I'm finally starting to realize the importance of keeping an eye on wtf is going on in the government... My parents' pensions are being threatened by the recent governor's election in NJ... I can't even begin to imagine what will happen should they lose their hard-earned retirement money.

I know that has nothing to do with tobacco legislation, but I am making an effort to not turn a blind eye to these things anymore.


----------



## smelvis (Sep 7, 2009)

I think they wore me out, Same reason I use tivo to avoid the news, I'm just plain tired of the battle. I will still help but don't have the will or the energy to fight a losing battle, The soccer moms rule and us evil doer's are going to pay no matter what!

I go to great lengths to avoid taxes on my habits and succeed more often than not. I did the letter writing to my representatives supported Moses on fighting gun control and Vote every year even though I believe it's all fixed!

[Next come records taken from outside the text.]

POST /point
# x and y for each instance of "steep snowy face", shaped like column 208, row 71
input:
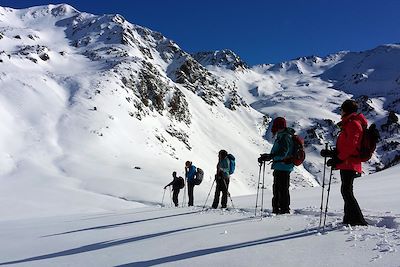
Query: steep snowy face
column 96, row 107
column 221, row 58
column 370, row 77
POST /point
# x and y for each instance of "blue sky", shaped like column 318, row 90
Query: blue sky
column 258, row 31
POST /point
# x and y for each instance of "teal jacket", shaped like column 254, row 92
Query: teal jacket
column 223, row 167
column 282, row 148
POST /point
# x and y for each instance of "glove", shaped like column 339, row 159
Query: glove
column 333, row 162
column 264, row 157
column 288, row 160
column 328, row 153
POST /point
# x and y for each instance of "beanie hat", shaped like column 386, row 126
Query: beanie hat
column 349, row 106
column 278, row 124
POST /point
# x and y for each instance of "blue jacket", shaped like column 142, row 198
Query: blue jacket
column 191, row 173
column 282, row 148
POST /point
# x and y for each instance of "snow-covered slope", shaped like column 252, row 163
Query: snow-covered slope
column 155, row 236
column 97, row 112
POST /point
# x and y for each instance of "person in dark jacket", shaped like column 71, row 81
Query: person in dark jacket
column 190, row 174
column 345, row 158
column 281, row 150
column 222, row 180
column 177, row 184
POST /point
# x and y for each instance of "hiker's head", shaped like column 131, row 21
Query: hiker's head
column 278, row 124
column 349, row 106
column 222, row 154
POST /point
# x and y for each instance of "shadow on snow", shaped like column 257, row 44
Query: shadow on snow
column 111, row 243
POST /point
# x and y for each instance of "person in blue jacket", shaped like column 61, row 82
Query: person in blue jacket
column 281, row 150
column 190, row 174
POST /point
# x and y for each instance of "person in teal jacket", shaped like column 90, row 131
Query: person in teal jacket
column 222, row 179
column 281, row 150
column 190, row 174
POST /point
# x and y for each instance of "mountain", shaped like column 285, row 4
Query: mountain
column 225, row 58
column 100, row 110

I am a born leader in most aspects of my life but in these issues I need a leader to tell me what to do and it needs to be simple, Life is to busy and what joy we have is shortened by reading the Moms bible sized legislation that those who actually vote(Legislators)on don't even read. 

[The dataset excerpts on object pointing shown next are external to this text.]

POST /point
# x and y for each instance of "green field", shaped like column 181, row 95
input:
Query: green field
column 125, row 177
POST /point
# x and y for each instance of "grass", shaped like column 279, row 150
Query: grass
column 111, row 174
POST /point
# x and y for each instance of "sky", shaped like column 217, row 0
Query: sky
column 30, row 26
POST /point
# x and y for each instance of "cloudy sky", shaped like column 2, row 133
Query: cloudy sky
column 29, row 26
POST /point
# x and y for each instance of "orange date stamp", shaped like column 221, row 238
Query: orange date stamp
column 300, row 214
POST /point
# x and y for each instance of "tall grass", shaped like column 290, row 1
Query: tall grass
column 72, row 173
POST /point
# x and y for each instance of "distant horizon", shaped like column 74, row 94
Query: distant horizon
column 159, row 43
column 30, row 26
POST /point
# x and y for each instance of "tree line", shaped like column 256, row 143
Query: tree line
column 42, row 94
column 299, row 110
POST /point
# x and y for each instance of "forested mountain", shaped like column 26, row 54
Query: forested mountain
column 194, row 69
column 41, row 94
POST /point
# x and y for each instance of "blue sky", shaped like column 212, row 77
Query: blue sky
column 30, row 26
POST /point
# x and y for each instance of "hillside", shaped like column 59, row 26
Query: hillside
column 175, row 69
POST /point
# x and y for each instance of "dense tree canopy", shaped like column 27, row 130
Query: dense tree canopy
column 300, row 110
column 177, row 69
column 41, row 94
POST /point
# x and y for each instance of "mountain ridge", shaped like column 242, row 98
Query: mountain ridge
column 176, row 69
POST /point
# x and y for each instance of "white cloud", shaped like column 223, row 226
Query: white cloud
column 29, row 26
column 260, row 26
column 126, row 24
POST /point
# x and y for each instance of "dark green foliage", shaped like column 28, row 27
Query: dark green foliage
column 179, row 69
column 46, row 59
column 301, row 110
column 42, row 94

We are a lost cause and as long as parties exist to keep us fighting against ourselves nothing will change.

I am sorry but that is how I feel!!!


----------



## eyesack (Jul 19, 2009)

I can respect that. It's a tough world we live in man! Up until this past year, I really never watched the news or anything because I didn't want to get caught up in the rest of the world's bullcrap. I'm realizing slowly, however, that I am a part of that very world, this world, even! Now I'm not like my gf who seems to find a new cause to fight for each week, but someone once said, "If you don't stand for something, you'll fall for anything" or something like that. That wasn't a comment directed at you, Dave or anyone else, but it's something I like to believe in.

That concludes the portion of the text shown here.